The principal outcome of the project is the design and implementation of an interactive system which combines a web-based video transcription and annotation tool, a full featured search engine, and a web application, integrated with video streaming, for data visualization and text-video syncing.
The project presents two different interfaces: a search engine, based on classical textual input forms, and another multimedia interface, used both for data visualization and annotation. Annotation functionalities are activated after user’s authentication. The systems relies on a web application backend which has to handle the transcriptions and provide the necessary indexing and search functions.
The browsing interface shows the video collection present in the model. Users can select a video and play it immediately, and read the associated metadata and speech transcription in sync. Each record in the list of videos provides a link to the raw annotation in XML-TEI format, a standard developed by the TEI: Text Encoding Initiative Consortium. The annotation can be opened directly inside the browser and saved on the local systems. Subtitles are displayed at the bottom of the video while segments in the transcription area are automatically highlighted during playback and metadata are updated accordingly. When the text-to-speech alignment is completed through annotation activities, users can select a unit of text inside the transcription area and the video cue-point is aligned accordingly; on the contrary, scrolling the trigger on the annotated video segment highlights the corresponding segment of text.
The annotation interface is accessed by transcriptionists after authentication, and allows to associate the transcription to the corresponding sequences of video. Annotators can set the cue points of speech on the video sequences using the tools provided by the graphic user interface and assign them an annotation without having prior knowledge of the format used. The tool provides functionalities for the definition of metadata at different levels, or multiple “layers”: features can be assigned to the document as a whole, to individual transmissions, to speakers in the transmissions and to each single segment of the transcription.
The search interface is based on standard text input fields. It provides a JSP frontend to the search functions defined for the Java engine and uses the Lucene query syntax for the identification of HTML elements. The interfaces recalls a common ‘advanced search’ form, providing all the boolean combinations usually present in search engines and, for this reason, making users comfortable with basic features. Notably, some uncommon features appears among other fields, such as:
- the ‘free sequence’ field, with option for defining it exact, ordered or unordered;
- the ‘distance’ parameter, where free sequences can appear within specified ranges inside a single utterance;
- the ‘date range’ parameter.
Advanced search features are shown inside dedicated panels which can be expanded if necessary. These panels give all the options for specifying the constraints of a query, as defined for the XML-TEI custom fields used in LIT. The extended parameters allow to:
- set the case sensitiveness of a query;
- perform a word root expansion of jolly characters present in the query;
- set the constraint for specific categories defined in the taxonomy;
- select specific parameters for utterances, such as type of speech (improvisation, programmed, executed), speech technique (on scene, voice-over), type of communication (monologue, dialogue), speaker gender and type (professional, non professional).

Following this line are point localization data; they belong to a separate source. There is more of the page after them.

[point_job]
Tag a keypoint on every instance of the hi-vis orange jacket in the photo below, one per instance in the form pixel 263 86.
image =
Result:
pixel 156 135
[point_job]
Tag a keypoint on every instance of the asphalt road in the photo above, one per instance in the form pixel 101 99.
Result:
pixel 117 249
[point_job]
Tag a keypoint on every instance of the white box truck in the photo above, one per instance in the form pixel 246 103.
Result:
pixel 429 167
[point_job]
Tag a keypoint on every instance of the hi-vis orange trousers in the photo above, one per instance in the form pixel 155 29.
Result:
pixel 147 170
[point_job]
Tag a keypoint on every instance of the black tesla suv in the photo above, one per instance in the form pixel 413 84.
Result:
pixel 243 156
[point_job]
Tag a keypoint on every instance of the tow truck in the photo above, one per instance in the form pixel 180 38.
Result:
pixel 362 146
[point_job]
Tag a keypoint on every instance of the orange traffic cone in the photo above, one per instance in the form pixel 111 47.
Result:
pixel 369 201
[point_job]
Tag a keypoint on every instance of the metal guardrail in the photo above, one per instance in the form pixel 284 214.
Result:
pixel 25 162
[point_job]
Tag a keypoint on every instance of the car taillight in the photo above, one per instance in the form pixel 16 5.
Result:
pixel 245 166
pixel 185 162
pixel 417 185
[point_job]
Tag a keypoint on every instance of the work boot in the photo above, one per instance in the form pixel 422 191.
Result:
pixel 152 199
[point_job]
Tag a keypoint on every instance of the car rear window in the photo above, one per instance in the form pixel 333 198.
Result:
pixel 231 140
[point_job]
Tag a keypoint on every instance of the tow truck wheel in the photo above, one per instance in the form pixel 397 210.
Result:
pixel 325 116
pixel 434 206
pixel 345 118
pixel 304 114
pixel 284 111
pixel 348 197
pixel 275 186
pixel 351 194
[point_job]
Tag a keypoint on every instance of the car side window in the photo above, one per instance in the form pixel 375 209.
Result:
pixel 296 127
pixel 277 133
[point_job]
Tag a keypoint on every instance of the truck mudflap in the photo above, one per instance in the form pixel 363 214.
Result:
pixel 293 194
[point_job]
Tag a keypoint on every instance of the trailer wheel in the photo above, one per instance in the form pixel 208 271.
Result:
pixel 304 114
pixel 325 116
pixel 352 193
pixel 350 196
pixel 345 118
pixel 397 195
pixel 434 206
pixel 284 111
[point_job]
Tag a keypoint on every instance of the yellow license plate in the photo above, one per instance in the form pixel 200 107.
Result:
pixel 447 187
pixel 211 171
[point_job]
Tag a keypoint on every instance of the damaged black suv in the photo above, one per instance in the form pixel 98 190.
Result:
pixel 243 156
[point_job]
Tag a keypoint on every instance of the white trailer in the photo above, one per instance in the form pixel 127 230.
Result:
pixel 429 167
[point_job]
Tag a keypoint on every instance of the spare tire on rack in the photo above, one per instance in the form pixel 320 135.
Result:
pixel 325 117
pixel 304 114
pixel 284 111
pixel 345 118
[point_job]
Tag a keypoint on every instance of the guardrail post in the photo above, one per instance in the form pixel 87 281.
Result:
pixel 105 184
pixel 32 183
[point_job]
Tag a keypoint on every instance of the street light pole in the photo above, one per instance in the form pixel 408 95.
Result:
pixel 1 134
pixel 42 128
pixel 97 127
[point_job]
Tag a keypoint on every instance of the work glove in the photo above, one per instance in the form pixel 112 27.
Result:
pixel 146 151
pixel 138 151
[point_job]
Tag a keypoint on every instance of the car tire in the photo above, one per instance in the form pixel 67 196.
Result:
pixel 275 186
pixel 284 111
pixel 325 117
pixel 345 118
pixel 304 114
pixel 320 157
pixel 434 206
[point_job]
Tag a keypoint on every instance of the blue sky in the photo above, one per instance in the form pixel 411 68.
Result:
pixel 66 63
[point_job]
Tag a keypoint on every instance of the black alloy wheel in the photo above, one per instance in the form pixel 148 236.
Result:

The system contains 168 hours of RAI (Italian Radio Television) broadcasts, aired during the year 2006. The annotation work was done by researchers of the Accademia della Crusca while LIT was under development, in late 2009. The database has approximately 20.000 utterances stored and using Lucene for search and retrieval does not raise any performance issue.
The system is currently under deployment as a module of the larger national research funding FIRB 2009 VIVIT (Fondo di Investimento per la Ricerca di Base, Vivi l’Italiano), which will integrate the tools and the obtained annotations within a semantic web infrastructure.